You’re Not Trying Hard Enough: Animal Protection and Conservation Are Completely Compatible

In E Magazine’sThe Greenie Wars: When Green Groups Clash, It Leaves an Environmental Impact” author Joanne Isaac discusses the conflicts that arise between animal protection advocates and conservation advocates. According to the article animal advocates strive to protect individual animals from harm, exploitation, and unnecessary death, whereas conservationists strive to protect species and habitats, even if this means killing individual animals. Thus, for example, an introduced species that is negatively impacting another species or the environment is subject to lethal eradication from a conservationist perspective, whereas an animal protection advocate would support live trapping and removal.
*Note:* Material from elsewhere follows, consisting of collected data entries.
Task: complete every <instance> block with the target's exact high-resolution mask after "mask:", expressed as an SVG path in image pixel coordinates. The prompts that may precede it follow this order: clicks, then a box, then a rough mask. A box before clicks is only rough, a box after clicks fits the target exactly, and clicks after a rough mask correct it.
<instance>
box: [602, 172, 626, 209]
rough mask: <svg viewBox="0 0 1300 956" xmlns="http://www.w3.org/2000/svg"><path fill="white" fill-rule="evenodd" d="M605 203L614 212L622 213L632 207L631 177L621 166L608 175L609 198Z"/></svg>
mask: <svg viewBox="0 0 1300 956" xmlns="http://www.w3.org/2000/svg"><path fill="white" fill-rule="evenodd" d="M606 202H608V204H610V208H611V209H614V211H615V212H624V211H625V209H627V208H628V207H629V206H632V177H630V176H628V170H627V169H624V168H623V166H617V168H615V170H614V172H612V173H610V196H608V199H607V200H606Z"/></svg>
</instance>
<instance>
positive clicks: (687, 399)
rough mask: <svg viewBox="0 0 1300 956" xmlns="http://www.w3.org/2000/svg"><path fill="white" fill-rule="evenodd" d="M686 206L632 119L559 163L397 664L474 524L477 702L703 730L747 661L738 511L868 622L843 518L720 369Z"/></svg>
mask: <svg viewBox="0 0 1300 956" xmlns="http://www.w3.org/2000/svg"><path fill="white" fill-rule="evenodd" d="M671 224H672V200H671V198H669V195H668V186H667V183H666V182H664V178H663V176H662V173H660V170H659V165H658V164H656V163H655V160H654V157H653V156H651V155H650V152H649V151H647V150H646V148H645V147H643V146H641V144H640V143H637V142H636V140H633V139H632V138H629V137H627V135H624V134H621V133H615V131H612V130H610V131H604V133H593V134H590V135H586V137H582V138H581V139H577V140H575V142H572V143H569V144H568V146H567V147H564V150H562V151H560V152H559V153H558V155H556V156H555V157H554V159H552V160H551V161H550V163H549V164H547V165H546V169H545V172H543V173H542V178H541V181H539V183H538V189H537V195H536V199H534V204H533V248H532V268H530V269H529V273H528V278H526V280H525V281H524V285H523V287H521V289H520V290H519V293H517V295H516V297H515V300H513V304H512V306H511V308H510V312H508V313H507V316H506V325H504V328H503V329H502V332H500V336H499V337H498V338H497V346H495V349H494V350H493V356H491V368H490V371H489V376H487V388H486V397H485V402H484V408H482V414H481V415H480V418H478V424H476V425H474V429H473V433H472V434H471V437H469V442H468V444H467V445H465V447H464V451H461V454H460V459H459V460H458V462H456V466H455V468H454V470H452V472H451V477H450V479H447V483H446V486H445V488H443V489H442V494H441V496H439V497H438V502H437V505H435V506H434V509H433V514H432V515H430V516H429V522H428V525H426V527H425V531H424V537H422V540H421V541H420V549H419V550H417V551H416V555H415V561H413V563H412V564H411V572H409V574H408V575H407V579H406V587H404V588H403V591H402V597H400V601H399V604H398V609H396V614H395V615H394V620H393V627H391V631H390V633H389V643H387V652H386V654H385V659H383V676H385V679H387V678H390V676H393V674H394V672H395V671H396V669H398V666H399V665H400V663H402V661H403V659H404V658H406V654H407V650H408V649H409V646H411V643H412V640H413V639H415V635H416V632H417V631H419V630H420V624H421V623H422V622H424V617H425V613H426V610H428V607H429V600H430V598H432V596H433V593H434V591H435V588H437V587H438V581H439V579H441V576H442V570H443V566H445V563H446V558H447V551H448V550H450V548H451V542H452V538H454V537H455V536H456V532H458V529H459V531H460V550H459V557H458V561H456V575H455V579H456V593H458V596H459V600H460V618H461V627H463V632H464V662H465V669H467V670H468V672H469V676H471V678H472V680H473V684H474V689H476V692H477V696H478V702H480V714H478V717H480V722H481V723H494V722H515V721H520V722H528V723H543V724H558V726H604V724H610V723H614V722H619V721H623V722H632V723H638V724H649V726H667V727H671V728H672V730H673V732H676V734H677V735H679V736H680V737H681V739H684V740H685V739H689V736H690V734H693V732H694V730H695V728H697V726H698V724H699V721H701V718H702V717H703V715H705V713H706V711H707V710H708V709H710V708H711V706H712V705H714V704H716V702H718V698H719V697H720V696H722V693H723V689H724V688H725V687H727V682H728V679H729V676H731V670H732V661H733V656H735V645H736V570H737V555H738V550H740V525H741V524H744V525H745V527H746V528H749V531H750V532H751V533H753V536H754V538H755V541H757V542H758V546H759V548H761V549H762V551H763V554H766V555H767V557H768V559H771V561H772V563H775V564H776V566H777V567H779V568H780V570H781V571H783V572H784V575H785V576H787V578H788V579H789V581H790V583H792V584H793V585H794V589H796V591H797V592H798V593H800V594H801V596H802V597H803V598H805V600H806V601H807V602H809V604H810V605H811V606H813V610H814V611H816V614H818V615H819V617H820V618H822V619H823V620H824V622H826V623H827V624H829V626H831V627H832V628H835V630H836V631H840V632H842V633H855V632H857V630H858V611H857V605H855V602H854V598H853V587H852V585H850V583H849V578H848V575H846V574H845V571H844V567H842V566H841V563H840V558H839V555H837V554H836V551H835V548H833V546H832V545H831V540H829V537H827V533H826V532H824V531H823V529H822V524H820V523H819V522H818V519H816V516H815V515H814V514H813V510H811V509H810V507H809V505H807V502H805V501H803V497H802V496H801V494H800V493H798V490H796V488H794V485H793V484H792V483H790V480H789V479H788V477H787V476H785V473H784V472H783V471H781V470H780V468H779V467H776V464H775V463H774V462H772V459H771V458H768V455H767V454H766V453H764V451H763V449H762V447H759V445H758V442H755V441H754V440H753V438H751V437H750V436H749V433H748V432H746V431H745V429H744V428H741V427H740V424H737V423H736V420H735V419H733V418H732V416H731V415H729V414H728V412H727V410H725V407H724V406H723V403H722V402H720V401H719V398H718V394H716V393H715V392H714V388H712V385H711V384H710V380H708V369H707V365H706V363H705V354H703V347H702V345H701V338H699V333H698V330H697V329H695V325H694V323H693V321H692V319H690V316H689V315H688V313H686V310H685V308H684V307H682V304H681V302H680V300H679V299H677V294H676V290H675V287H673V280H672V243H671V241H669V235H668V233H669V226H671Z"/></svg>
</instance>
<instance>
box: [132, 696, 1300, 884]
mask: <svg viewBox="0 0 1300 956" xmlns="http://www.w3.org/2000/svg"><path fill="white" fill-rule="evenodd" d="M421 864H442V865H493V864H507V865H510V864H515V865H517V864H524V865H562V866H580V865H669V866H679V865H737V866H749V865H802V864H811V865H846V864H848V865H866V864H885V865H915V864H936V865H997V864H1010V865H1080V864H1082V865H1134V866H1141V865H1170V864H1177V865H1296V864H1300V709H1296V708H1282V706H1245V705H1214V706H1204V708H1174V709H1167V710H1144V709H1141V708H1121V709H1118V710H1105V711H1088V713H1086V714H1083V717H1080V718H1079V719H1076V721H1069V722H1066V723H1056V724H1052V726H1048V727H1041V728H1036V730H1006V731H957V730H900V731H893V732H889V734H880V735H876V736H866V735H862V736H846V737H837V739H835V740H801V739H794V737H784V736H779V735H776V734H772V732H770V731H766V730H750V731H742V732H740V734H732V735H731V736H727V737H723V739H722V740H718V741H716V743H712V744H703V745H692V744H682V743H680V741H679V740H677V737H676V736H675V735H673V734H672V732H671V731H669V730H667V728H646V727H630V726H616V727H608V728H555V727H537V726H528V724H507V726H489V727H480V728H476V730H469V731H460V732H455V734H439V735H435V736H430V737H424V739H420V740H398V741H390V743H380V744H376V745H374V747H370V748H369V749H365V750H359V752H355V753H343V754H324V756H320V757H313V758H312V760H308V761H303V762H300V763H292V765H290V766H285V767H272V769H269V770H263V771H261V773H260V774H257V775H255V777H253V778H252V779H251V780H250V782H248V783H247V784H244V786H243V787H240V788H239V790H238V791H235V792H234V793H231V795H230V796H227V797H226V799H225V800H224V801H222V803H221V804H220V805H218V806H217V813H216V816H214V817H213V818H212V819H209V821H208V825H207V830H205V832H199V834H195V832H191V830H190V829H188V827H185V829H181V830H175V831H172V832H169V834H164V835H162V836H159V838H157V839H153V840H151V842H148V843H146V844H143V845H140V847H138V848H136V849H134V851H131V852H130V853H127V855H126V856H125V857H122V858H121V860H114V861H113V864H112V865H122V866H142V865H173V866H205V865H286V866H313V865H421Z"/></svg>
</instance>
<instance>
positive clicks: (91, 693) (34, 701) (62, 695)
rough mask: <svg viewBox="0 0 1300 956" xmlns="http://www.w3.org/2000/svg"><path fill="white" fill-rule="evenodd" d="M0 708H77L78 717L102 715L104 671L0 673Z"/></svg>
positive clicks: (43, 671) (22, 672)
Isaac writes, “In a letter to the journal Conservation Biology this year, Dr. Michael Hutchins, Executive Director of The Wildlife Society, said that ‘animal rights and conservation are incompatible at the most fundamental level.’”

How strange.

As a conservationist and animal protectionist, I always look for solutions that protect the environment, habitat, and species, along with protecting individual sentient animals from harm.

I’m also a human rights advocate. In relation to habitat destruction and loss of biodiversity, no species is as destructive as humans, but I don’t advocate killing people to solve our biodiversity crisis. Rather, I advocate the reduction in human population through family planning and education, the greening of our economy, and practical solutions to eliminate poverty and hunger without further deforestation and habitat destruction, such as sustainable, plant-based agriculture.

It’s much more difficult to find solutions that work for everyone rather than a specific interest, but that doesn’t mean it’s impossible, or that we should abandon complex, nuanced, and holistic thinking in favor of either/or answers.

Animal protection is no more incompatible with conservation than social justice is. We just need to be more creative, compassionate, and innovative.